如果不是那場變故,他們這樣不鹹不淡的兄妹關係會維持到他從劍橋畢業,然後彼此因各自的不同追求分開、淡忘,也許有一天,他參加她婚禮時,會偶爾跟她的丈夫提起當年她做他跟屁蟲的生涯,忽然感動於生命裡曾有這麼一份溫馨的感情。
可是那場變故,讓她成了他的救世主,在他身陷井底時,是她扔了條繩索給他,才有了今時今日的林越諍。

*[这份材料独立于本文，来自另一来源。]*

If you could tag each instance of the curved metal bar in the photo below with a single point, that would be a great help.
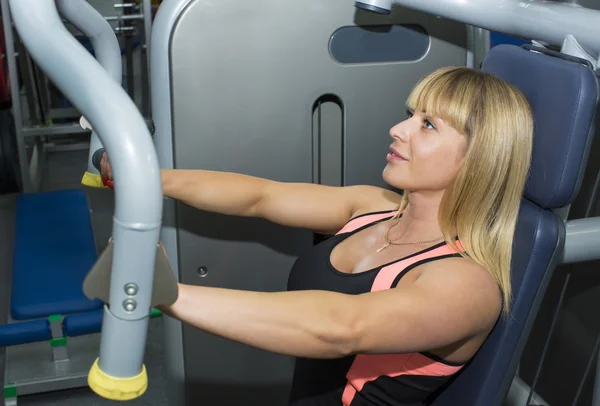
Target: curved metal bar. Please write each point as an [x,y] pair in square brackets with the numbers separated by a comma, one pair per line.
[106,47]
[138,194]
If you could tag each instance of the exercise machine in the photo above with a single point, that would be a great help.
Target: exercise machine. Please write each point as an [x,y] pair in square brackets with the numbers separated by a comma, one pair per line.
[61,292]
[44,120]
[302,99]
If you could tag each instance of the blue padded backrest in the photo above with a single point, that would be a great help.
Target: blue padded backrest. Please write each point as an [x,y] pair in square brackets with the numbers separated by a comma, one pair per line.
[563,95]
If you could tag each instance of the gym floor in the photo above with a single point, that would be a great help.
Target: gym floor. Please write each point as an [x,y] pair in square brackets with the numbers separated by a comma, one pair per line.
[63,171]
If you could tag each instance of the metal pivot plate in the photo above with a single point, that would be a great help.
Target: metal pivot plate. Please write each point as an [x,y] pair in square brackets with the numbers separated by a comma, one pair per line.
[164,289]
[9,156]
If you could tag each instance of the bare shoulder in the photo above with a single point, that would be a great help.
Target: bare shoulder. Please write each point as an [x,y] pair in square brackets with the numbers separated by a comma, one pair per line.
[464,285]
[368,199]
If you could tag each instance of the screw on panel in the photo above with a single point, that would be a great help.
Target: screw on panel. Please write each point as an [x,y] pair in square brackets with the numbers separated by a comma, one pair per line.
[129,305]
[131,289]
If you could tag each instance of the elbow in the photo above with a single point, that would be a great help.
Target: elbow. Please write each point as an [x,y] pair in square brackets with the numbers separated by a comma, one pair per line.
[342,337]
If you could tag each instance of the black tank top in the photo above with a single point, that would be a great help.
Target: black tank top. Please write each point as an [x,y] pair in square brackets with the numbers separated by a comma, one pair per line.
[364,380]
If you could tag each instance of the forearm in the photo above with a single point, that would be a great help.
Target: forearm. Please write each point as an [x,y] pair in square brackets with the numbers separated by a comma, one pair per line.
[217,192]
[312,324]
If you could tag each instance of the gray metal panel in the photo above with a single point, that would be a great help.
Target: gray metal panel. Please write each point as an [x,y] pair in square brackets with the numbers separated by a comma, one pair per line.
[245,77]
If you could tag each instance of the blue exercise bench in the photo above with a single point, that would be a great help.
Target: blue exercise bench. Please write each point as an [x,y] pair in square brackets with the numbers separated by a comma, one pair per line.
[563,92]
[51,320]
[54,249]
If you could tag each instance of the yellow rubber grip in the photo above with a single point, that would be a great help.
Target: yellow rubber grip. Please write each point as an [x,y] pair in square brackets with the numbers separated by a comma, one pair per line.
[119,389]
[92,180]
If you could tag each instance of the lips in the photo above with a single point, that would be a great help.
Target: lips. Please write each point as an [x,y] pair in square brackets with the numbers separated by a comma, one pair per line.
[396,154]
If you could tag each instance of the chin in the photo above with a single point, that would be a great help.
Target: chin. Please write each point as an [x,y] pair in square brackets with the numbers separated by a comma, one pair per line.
[393,179]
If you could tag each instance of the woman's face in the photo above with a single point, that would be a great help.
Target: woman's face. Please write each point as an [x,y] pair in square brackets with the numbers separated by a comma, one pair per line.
[425,155]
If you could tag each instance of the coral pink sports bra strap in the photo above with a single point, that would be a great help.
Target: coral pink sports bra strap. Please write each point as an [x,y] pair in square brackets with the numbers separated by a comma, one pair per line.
[385,278]
[364,219]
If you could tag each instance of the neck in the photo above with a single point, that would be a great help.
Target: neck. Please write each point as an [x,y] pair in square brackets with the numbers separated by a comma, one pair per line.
[420,217]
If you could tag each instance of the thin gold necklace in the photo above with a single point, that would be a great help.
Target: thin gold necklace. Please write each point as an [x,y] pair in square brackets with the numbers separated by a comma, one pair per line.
[390,242]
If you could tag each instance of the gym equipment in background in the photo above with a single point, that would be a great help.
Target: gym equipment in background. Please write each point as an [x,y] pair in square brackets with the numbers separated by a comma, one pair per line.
[46,122]
[52,335]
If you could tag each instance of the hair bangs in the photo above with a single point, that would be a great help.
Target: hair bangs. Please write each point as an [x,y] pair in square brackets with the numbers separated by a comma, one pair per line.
[448,94]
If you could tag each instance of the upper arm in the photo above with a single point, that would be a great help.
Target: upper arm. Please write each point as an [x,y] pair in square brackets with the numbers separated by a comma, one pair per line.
[320,208]
[451,301]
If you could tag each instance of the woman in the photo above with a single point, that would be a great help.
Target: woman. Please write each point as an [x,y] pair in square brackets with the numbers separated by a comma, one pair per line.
[409,287]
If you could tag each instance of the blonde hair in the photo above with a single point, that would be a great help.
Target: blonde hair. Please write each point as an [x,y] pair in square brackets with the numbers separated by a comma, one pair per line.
[481,205]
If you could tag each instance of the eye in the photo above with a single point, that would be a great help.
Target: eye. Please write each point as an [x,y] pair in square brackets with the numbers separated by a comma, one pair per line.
[429,125]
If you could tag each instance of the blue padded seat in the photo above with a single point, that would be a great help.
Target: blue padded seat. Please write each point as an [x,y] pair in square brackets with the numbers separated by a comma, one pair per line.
[24,332]
[53,252]
[83,323]
[563,95]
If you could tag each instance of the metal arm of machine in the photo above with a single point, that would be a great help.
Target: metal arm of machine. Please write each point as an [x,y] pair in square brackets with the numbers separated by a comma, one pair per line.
[583,241]
[545,21]
[119,372]
[106,47]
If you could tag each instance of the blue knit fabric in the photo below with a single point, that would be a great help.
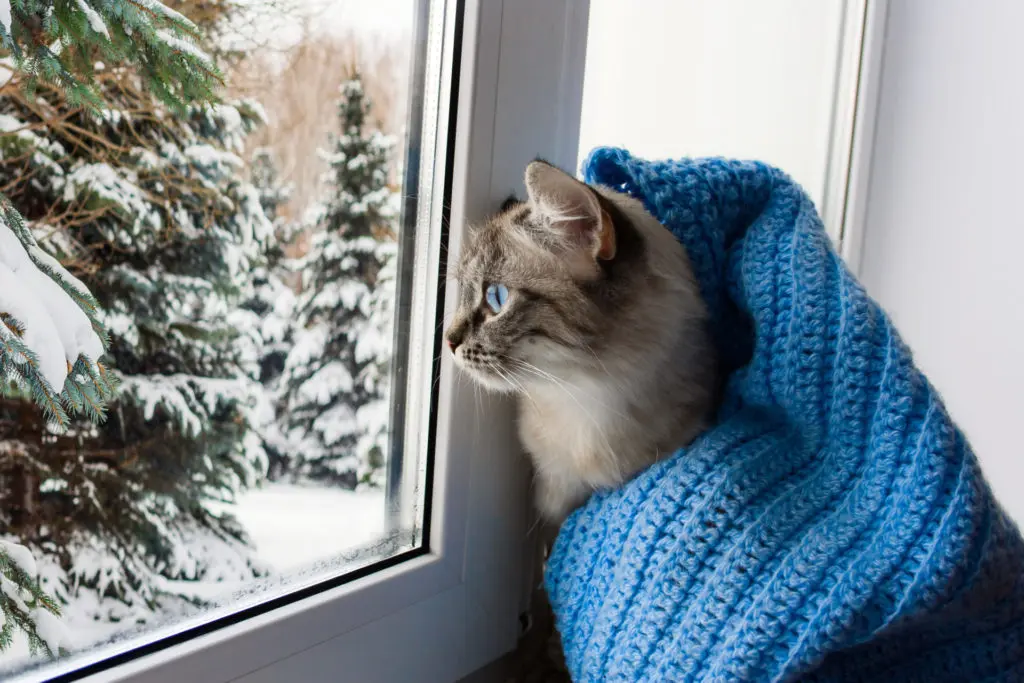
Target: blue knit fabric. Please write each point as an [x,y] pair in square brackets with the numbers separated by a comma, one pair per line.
[834,525]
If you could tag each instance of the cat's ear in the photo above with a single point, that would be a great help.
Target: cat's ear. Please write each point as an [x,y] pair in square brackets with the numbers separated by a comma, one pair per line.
[571,210]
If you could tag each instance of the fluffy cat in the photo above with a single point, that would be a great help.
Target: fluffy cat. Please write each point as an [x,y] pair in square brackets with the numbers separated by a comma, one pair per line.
[579,301]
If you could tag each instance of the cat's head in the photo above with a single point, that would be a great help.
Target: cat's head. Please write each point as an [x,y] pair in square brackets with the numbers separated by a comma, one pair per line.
[545,282]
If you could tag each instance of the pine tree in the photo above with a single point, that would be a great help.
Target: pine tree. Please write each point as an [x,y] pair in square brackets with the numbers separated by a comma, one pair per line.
[271,307]
[58,45]
[336,375]
[51,338]
[151,209]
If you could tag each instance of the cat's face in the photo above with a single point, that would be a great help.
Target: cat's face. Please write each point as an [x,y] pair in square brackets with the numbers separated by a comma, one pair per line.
[541,282]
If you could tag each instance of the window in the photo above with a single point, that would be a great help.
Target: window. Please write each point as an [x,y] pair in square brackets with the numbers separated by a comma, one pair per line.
[429,573]
[249,258]
[407,558]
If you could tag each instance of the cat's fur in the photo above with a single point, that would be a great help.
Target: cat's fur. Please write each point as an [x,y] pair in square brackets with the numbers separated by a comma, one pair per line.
[603,336]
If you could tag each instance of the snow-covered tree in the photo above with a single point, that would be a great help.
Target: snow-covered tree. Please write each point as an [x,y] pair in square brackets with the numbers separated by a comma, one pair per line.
[152,210]
[25,606]
[58,45]
[267,315]
[336,375]
[51,338]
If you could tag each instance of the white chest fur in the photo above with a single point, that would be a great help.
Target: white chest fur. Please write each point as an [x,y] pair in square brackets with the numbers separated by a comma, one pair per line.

也正是因為有今時今日的他,父母在獄中的體面才得以儲存。無論他和她的關係裡,有多少被迫捆綁在一起的成分,他都要感恩於她。
「諍哥哥,我好怕你不要我。你知道的,我做什麼都是為了你。」青瑜將臉貼在他的襯衫上,使勁抹著淚。
林越諍知道她說的是什麼,她在委婉地道歉:她對他用了手段。兩次故意斷腿,一次將他召去她身邊,一次則斷了舒旻寬宥他的最後一個可能。
想到舒旻,一股細密的抽痛從心底漫開,他輕輕將她推開:「我知道。你好好養病,晚上我再抽時間過來看你。」
離開衛家,林越諍猶豫了很久,還是將車開去了燕山腳下的監獄。
時隔三年,逼仄的探監室內,林越諍首次見到穿著囚服的父親。他老得很快,越見清癯了,兩頰都深深凹陷了下去。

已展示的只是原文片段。